The pseudofinite monadic second order theory of words

TL;DR

This paper studies the pseudofinite monadic second order theory of words, providing an axiomatisation and exploring its interaction with concatenation, with implications for recognisable languages and profinite monoids.

Contribution

It offers a new axiomatisation of the pseudofinite monadic second order theory of words within a first-order framework and links it to recognisable languages via Stone duality.

Findings

Equivalence of words under MSO formulas of bounded quantifier depth is a congruence for concatenation.

Provided an alternative proof connecting recognisable languages and profinite monoids.

Analyzed the interaction between concatenation and monadic second order logic.

Abstract

We analyse the pseudofinite monadic second order theory of words over a fixed finite alphabet.
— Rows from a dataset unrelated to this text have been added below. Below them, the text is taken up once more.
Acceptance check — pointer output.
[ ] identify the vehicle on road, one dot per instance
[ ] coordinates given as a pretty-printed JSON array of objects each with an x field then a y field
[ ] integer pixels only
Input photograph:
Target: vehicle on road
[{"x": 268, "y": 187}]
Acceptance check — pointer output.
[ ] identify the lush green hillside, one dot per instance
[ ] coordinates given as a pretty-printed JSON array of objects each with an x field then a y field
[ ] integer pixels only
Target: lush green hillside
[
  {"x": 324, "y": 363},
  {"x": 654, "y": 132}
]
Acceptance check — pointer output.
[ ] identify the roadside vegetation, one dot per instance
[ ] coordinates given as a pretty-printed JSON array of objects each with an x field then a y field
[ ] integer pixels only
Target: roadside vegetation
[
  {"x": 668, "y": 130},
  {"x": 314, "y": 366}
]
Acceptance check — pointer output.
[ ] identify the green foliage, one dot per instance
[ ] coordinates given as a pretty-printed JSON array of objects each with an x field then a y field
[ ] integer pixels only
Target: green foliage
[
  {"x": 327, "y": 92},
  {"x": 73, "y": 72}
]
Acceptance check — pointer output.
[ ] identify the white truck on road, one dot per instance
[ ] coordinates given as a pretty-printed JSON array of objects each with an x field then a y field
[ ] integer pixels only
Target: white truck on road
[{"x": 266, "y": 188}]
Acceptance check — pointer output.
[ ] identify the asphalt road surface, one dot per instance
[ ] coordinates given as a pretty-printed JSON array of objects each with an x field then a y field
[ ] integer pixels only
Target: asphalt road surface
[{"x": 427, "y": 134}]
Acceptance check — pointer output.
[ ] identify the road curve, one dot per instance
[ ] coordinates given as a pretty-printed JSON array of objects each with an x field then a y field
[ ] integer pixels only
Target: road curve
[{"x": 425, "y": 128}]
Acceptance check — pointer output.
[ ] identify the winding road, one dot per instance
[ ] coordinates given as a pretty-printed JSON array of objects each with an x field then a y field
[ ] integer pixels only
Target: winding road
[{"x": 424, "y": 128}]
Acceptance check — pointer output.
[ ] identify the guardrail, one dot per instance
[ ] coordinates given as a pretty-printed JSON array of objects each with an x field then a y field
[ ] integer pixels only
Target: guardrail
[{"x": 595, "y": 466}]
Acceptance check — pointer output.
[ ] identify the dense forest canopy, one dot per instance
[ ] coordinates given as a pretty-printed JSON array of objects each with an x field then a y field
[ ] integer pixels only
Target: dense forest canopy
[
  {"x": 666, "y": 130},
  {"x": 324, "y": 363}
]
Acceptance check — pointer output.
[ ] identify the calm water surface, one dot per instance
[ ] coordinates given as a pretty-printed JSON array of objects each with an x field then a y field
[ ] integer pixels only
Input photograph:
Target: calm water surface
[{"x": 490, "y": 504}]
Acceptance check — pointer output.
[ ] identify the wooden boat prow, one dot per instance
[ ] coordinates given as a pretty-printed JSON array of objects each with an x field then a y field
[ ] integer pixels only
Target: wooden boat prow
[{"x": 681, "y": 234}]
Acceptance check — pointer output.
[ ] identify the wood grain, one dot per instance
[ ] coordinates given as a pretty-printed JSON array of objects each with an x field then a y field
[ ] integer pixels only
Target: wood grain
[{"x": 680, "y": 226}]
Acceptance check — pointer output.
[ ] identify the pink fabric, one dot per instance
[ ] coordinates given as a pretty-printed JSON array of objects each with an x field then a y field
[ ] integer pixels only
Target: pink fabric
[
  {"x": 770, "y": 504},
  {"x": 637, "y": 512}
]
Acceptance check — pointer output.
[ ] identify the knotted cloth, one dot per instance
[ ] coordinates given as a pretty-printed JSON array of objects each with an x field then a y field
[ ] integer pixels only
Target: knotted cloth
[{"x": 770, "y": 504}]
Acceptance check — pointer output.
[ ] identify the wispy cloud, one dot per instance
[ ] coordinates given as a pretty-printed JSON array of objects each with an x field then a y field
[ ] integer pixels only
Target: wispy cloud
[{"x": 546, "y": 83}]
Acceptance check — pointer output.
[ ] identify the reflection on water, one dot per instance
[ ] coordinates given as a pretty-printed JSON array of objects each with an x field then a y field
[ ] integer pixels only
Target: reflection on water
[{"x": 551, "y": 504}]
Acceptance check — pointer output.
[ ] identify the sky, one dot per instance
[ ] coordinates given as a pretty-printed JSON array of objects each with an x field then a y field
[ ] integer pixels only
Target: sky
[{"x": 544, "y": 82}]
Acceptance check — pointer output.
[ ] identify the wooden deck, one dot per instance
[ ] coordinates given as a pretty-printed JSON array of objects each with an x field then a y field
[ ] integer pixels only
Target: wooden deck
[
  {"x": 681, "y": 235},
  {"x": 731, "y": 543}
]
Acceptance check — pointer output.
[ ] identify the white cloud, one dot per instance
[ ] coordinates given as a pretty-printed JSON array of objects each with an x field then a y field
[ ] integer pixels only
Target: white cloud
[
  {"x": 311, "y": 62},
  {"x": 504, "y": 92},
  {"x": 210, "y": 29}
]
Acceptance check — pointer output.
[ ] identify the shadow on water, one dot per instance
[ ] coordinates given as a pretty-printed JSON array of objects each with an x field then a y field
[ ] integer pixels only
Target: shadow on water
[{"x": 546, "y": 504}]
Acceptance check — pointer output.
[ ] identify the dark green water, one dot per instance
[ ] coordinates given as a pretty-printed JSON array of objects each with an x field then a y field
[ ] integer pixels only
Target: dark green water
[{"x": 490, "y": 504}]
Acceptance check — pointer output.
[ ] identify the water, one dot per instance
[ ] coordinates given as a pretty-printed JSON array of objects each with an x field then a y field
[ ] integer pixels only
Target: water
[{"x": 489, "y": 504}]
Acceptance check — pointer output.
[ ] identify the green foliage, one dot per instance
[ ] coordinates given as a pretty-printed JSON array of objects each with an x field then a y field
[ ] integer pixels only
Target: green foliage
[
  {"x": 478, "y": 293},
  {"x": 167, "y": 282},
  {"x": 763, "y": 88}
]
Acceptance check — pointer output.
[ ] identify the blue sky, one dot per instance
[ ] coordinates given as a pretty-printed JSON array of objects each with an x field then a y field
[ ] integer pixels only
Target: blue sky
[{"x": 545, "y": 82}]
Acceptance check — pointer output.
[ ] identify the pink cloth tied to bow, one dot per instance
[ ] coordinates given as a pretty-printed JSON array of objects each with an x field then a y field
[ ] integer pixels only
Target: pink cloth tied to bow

In particular we present an axiomatisation of this theory, working in a one-sorted first order framework. The analysis hinges on the fact that concatenation of words interacts nicely with monadic second order logic. More precisely, give a signature under which for each natural number k, equivalence of (monadic second order versions of) words with respect to formulas of quantifier depth at most k is a congruence for concatenation. We use our analysis to present an alternative proof of a theorem connecting recognisable languages and finitely generated free profinite monoids via extended Stone duality, due to Gehrke, Grigorieff, and Pin.